Falsche Signale

Kommentar: Rentenpaket

Manchmal, wenn alle Argumente von der „Mehr-Gerechtigkeits-Rhetorik“ erdrückt werden, helfen die Gesetze der Mathematik.

Wer soll bei einem geschätzten Bevölkerungsrückgang von zehn Millionen bis zum Jahr 2060 überhaupt die neuen Milliardenzusagen der Rentenpolitik finanzieren? Ohnehin sind die umlagefinanzierten Sozialsysteme angesichts des schrumpfenden Einzahleranteils immer schwieriger zukunftsfest zu machen.

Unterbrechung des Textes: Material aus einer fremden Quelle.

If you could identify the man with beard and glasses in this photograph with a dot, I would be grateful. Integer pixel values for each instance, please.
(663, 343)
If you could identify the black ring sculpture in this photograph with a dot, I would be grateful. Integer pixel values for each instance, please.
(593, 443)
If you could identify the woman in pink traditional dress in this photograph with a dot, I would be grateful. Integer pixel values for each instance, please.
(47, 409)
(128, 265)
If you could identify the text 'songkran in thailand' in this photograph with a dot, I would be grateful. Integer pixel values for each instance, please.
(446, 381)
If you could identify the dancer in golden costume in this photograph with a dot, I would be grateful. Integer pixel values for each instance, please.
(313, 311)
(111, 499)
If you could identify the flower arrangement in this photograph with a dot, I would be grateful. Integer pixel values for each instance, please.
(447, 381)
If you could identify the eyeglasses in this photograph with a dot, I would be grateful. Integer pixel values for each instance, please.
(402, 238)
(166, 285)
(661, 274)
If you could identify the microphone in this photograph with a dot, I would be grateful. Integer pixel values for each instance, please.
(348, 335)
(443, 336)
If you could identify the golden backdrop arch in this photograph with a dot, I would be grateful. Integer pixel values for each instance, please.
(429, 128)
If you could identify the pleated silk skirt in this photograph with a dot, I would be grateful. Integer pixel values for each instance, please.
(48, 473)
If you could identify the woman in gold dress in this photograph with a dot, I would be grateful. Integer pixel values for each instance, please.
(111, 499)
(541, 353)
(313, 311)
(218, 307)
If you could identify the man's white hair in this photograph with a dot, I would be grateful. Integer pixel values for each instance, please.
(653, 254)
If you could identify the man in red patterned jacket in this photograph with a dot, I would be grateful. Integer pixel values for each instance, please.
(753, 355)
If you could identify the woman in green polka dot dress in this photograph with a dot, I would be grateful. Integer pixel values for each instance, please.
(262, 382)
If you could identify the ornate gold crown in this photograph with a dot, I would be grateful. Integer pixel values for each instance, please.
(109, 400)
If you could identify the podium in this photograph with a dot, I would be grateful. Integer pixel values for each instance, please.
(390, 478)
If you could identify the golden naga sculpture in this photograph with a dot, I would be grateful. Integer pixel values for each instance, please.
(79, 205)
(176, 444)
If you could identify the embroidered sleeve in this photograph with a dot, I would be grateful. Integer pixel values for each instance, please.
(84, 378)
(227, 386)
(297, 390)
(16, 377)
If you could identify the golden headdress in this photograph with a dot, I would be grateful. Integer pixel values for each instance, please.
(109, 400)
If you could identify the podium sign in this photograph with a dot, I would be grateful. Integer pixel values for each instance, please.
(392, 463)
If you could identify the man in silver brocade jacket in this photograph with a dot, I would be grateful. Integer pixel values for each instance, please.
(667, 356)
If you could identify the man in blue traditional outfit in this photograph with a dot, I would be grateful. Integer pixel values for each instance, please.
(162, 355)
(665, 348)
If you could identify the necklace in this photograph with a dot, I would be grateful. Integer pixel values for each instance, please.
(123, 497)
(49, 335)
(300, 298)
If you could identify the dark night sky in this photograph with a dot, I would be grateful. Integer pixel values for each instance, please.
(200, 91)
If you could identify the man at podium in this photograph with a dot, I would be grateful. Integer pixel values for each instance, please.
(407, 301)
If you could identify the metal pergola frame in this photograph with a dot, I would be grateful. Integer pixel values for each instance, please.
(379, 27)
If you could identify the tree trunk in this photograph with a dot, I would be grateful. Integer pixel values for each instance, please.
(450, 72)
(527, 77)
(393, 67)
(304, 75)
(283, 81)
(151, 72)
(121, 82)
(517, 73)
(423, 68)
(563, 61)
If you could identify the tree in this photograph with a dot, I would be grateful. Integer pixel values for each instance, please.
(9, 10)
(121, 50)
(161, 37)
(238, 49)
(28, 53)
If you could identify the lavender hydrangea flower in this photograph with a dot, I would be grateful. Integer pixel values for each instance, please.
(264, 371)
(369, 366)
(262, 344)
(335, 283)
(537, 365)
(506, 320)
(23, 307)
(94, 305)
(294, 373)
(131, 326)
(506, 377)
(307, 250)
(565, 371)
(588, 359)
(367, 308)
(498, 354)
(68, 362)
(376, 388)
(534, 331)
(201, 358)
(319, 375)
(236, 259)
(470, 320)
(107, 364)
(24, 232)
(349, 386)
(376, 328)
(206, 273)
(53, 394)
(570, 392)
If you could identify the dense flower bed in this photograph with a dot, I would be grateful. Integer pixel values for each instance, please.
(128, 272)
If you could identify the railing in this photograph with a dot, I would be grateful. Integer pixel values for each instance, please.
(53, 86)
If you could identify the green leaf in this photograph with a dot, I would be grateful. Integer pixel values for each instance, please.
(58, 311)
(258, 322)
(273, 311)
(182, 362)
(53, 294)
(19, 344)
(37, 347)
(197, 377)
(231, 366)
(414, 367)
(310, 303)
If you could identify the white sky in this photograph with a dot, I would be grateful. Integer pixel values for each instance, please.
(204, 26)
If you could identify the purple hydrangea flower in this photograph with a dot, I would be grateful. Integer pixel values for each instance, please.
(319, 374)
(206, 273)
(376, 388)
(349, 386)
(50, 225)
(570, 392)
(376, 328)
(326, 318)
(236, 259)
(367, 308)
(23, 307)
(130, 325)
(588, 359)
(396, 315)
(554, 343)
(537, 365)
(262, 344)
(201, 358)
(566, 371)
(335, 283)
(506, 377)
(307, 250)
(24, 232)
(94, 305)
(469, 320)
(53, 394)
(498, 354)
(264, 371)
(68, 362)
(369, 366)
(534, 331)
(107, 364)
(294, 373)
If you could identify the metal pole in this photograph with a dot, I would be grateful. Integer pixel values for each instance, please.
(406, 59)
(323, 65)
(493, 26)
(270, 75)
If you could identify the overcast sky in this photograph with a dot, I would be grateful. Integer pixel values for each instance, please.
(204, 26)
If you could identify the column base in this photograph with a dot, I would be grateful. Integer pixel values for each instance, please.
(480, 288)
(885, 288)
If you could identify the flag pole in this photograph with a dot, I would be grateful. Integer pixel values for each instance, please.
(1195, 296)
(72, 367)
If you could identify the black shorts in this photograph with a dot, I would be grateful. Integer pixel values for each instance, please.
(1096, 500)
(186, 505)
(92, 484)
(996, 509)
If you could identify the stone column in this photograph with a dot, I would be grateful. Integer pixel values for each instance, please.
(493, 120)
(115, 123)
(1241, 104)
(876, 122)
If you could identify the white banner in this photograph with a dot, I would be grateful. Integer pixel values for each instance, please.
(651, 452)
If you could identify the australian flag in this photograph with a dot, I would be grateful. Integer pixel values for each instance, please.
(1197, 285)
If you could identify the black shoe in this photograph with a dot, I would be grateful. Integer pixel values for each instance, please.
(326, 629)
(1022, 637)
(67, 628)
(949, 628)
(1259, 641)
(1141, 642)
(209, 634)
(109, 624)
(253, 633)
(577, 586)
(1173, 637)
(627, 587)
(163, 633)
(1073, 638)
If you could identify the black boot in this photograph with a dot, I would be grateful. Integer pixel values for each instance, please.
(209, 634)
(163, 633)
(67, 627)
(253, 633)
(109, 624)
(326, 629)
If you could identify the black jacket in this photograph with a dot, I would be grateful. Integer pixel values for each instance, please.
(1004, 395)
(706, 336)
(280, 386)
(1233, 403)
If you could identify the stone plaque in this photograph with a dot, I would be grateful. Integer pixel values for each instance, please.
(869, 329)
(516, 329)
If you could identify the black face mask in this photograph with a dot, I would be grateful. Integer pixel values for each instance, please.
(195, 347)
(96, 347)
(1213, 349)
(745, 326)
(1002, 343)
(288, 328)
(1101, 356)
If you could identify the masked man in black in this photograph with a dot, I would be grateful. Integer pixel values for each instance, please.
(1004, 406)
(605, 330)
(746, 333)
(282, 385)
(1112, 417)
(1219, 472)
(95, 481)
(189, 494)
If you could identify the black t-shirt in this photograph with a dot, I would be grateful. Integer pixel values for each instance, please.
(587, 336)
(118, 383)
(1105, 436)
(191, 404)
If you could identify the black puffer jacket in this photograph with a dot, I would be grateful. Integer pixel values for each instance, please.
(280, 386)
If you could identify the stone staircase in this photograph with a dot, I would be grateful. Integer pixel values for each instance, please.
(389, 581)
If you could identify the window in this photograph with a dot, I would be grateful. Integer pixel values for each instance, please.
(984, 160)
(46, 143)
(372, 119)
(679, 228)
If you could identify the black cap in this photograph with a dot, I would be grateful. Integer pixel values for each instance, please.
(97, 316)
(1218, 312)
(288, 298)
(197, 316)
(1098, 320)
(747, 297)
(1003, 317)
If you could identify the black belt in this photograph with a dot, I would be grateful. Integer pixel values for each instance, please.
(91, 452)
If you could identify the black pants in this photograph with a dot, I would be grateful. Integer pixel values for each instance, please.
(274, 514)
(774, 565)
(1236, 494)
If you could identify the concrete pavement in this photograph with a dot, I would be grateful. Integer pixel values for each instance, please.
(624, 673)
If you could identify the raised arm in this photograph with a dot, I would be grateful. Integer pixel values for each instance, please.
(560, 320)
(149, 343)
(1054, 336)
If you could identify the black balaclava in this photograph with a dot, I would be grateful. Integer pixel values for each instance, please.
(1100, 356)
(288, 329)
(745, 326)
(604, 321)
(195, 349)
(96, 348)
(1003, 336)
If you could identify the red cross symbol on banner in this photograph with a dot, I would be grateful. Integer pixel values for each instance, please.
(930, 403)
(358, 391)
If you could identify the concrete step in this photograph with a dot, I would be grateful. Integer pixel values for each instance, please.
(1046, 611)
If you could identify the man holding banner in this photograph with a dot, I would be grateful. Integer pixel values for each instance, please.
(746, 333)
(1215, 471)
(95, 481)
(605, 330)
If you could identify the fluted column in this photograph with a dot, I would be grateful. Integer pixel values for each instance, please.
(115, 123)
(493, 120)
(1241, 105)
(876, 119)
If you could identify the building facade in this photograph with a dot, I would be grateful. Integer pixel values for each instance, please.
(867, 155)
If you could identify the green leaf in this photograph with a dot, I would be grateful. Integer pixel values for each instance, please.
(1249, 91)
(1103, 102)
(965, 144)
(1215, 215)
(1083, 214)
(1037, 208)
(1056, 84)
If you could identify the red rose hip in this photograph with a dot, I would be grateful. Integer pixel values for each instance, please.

Manchmal, wenn alle Argumente von der „Mehr-Gerechtigkeits-Rhetorik“ erdrückt werden, helfen die Gesetze der Mathematik: Wer soll bei einem geschätzten Bevölkerungsrückgang von zehn Millionen bis zum Jahr 2060 überhaupt die neuen Milliardenzusagen der Rentenpolitik finanzieren? Ohnehin sind die umlagefinanzierten Sozialsysteme angesichts des schrumpfenden Einzahleranteils immer schwieriger zukunftsfest zu machen. Nun aber satteln Union und SPD noch drauf: mit Mütterrente und abschlagsfreier Rente ab 63. Natürlich finden das die meisten gut.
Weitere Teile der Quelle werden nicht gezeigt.